Le biopsie vengono eseguite per diversi motivi. Tra i più comuni figurano:
Diagnosi: Per confermare o escludere condizioni quali cancro, infezioni o infiammazioni.
Tipo e grado del cancro: Se viene individuato un tumore, la biopsia aiuta a determinare il tipo di tumore e la sua aggressività (o velocità di crescita) osservata al microscopio.
Pianificazione del trattamento: I campioni di biopsia possono essere testati per marcatori molecolari o cambiamenti genetici che guidano la terapia mirata.
Monitoraggio del trattamento: Occasionalmente vengono eseguite biopsie ripetute per valutare l'efficacia di un trattamento.
Condizioni non cancerose: Le biopsie possono anche aiutare a diagnosticare malattie autoimmuni, condizioni infiammatorie croniche e infezioni insolite.
Il tipo di biopsia dipende dalla posizione del tessuto anomalo e dalla quantità di tessuto da esaminare.
I tipi comuni includono:
Biopsia per aspirazione con ago sottile (FNAB): Un ago sottile rimuove un piccolo numero di cellule o di liquido, spesso da un organo o da un nodulo.
Biopsia con ago centrale: Un ago leggermente più grande rimuove un piccolo cilindro (nucleo) di tessuto.
Biopsia escissionale: L'intero nodulo o l'area interessata viene rimosso per essere esaminato.
Biopsia incisionale: Viene rimossa solo una parte del tessuto anomalo.
Biopsia endoscopica: Un piccolo strumento inserito in un endoscopio (un sottile tubo dotato di luce e telecamera) raccoglie tessuti da aree quali lo stomaco, il colon o i polmoni.
Biopsia cutanea: Viene rimosso un piccolo pezzo di pelle per verificare la presenza di eruzioni cutanee, escrescenze o altre anomalie.
Dopo una biopsia, il tessuto viene inviato al laboratorio, dove viene processato e posizionato su un vetrino.
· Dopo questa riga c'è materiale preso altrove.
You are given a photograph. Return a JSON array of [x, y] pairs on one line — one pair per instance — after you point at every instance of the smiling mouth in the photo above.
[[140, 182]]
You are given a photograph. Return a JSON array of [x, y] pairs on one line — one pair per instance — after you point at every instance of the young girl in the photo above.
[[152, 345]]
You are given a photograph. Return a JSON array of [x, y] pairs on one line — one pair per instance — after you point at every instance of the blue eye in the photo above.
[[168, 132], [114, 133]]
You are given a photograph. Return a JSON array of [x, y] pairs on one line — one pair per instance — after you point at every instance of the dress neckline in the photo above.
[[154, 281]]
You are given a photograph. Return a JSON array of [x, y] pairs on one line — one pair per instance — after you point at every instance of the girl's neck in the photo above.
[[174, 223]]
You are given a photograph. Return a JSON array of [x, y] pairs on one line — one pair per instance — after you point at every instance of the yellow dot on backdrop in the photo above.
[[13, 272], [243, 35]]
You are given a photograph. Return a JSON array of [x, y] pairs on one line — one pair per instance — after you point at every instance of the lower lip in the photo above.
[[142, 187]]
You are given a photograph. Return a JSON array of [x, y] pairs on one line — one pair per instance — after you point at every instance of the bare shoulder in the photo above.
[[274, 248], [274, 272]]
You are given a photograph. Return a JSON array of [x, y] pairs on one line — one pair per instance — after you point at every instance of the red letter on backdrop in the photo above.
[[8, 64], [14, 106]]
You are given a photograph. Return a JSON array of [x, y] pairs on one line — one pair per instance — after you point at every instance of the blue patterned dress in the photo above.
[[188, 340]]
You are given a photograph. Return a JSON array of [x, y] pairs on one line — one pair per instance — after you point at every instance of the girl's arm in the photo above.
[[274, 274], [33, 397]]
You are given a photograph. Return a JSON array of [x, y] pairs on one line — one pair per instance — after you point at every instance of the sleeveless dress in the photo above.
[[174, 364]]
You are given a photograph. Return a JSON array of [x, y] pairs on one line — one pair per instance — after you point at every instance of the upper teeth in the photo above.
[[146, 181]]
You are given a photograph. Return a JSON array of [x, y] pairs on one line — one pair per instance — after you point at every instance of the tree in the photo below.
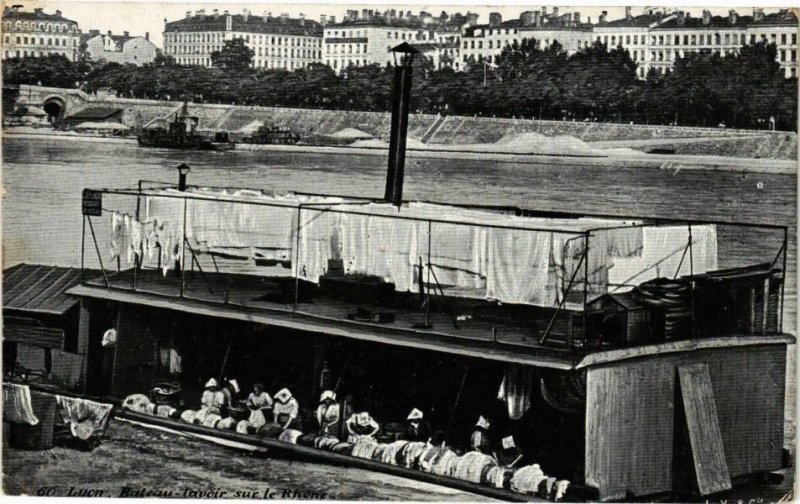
[[234, 56]]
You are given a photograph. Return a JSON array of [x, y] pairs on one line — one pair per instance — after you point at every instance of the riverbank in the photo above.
[[671, 162]]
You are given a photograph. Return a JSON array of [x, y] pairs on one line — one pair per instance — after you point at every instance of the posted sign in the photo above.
[[92, 203]]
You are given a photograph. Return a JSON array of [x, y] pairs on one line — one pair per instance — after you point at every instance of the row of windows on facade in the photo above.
[[63, 42], [40, 26], [707, 39], [256, 39], [259, 51], [257, 63], [334, 48], [32, 54], [670, 55]]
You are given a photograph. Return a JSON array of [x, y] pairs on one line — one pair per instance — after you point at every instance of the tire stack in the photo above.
[[673, 299]]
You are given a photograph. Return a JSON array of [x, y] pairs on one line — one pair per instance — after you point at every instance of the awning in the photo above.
[[39, 289]]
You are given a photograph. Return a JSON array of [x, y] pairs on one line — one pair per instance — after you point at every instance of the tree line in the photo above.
[[741, 90]]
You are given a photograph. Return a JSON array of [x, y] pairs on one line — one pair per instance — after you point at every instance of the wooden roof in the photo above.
[[39, 289]]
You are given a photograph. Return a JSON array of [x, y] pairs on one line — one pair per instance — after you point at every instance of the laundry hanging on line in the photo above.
[[17, 407]]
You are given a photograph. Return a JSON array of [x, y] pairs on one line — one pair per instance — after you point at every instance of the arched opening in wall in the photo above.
[[55, 108]]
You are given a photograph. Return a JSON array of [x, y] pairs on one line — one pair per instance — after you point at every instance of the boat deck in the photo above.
[[464, 325]]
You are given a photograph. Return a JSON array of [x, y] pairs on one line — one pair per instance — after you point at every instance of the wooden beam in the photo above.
[[705, 437]]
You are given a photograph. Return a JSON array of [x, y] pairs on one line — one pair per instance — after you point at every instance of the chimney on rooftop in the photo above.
[[526, 18]]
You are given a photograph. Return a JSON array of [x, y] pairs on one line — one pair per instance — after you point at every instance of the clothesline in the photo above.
[[472, 253]]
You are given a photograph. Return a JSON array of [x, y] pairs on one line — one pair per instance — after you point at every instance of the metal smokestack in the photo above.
[[403, 58]]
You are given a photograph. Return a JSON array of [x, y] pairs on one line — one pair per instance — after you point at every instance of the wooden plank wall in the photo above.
[[708, 452], [630, 415]]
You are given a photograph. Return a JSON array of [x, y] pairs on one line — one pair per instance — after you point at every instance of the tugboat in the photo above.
[[274, 135], [181, 133]]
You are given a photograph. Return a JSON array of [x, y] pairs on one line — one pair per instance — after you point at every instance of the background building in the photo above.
[[366, 39], [36, 34], [278, 42], [486, 42], [780, 29], [119, 48]]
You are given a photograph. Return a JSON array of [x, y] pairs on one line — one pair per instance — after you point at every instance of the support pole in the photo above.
[[83, 247], [428, 287], [691, 275], [183, 252], [783, 273], [97, 248], [297, 261]]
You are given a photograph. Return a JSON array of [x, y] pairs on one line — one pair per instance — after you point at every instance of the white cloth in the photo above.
[[662, 250], [17, 406], [516, 390]]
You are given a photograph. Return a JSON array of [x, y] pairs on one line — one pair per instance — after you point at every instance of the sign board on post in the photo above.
[[92, 203]]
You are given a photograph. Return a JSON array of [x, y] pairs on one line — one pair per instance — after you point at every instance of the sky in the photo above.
[[140, 16]]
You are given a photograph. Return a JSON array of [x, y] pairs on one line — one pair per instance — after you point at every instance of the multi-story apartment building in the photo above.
[[123, 49], [486, 42], [365, 40], [780, 29], [631, 33], [278, 42], [37, 34], [683, 34]]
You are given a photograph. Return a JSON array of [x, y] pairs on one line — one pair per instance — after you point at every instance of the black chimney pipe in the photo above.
[[400, 104]]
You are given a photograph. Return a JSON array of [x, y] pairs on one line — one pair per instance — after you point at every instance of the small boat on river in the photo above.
[[181, 133]]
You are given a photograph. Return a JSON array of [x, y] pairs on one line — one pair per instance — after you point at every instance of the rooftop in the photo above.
[[698, 23], [37, 14], [247, 24], [39, 289], [785, 17]]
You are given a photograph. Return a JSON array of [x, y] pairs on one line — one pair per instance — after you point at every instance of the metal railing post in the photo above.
[[297, 260], [183, 251], [83, 248], [586, 288], [691, 275], [783, 273], [428, 290]]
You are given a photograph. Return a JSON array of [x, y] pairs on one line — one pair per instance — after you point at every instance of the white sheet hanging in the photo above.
[[518, 266], [663, 251]]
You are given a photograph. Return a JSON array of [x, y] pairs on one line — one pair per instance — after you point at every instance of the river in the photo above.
[[43, 179]]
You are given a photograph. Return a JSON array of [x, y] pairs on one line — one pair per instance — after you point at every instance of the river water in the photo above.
[[43, 179]]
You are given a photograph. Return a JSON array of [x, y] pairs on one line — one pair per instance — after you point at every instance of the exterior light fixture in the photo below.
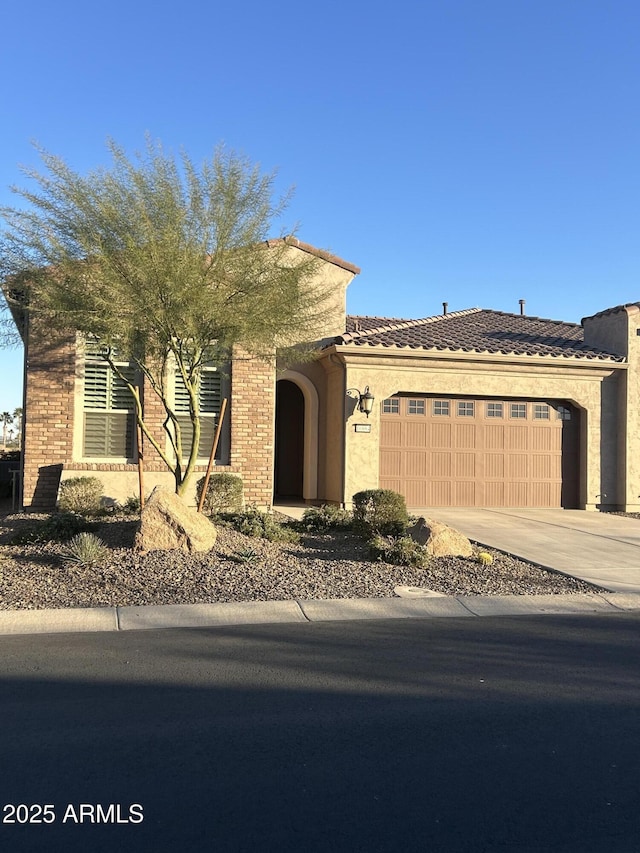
[[365, 400]]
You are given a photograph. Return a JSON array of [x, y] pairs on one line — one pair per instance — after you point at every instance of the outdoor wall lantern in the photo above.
[[365, 401]]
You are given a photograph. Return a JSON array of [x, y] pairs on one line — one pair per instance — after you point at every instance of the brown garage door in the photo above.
[[450, 451]]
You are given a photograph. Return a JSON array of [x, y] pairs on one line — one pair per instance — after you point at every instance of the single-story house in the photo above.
[[470, 408]]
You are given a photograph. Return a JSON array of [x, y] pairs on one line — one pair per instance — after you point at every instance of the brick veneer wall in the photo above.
[[253, 389], [48, 417]]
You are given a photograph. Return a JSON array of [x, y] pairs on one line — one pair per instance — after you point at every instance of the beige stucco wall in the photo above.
[[590, 385], [330, 283]]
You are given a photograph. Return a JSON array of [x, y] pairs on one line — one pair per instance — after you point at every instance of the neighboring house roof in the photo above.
[[475, 330]]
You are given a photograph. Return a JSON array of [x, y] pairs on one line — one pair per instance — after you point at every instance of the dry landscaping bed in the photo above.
[[332, 565]]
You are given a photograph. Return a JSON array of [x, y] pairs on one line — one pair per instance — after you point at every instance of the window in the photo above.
[[108, 408], [540, 412], [441, 407], [391, 406], [209, 401]]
Un patologo esamina il tessuto al microscopio e redige un referto. A seconda del motivo della biopsia, il referto può includere:
Se il tessuto è normale o anormale.
Il tipo di malattia presente. Ad esempio, se le cellule sono cancerose, infiammate o infette.
Il grado delle cellule anomale. Nel cancro, il grado descrive quanto anomale appaiono le cellule e quanto è probabile che crescano rapidamente.
Test o marcatori speciali. I patologi possono eseguire test immunoistochimici o molecolari per confermare la diagnosi o per orientare le decisioni terapeutiche.
Margini (in alcuni casi). Se è stato rimosso un intero nodulo o una lesione, il referto può specificare se il tessuto anomalo si estende fino al bordo della biopsia.
Questo rapporto fornisce ai medici informazioni essenziali per pianificare i passaggi successivi della diagnosi o del trattamento.
La biopsia fornisce informazioni preziose, ma ha i suoi limiti.
Campionamento di una sola parte del tessuto: Poiché una biopsia rimuove solo una piccola porzione di tessuto, non sempre fornisce un quadro completo. Alcune aree della malattia potrebbero non essere individuate.
Diagnosi preliminare: Una biopsia può confermare la presenza di un tumore, ma potrebbe non fornire informazioni sufficienti per classificarlo completamente. Una diagnosi più completa spesso si ottiene dopo aver rimosso ed esaminato l'intero tumore o organo.
Non è una cura: Le biopsie vengono in genere eseguite a scopo diagnostico, non terapeutico. Se il tessuto anomalo deve essere rimosso completamente, è necessario un ulteriore intervento chirurgico o un'altra procedura.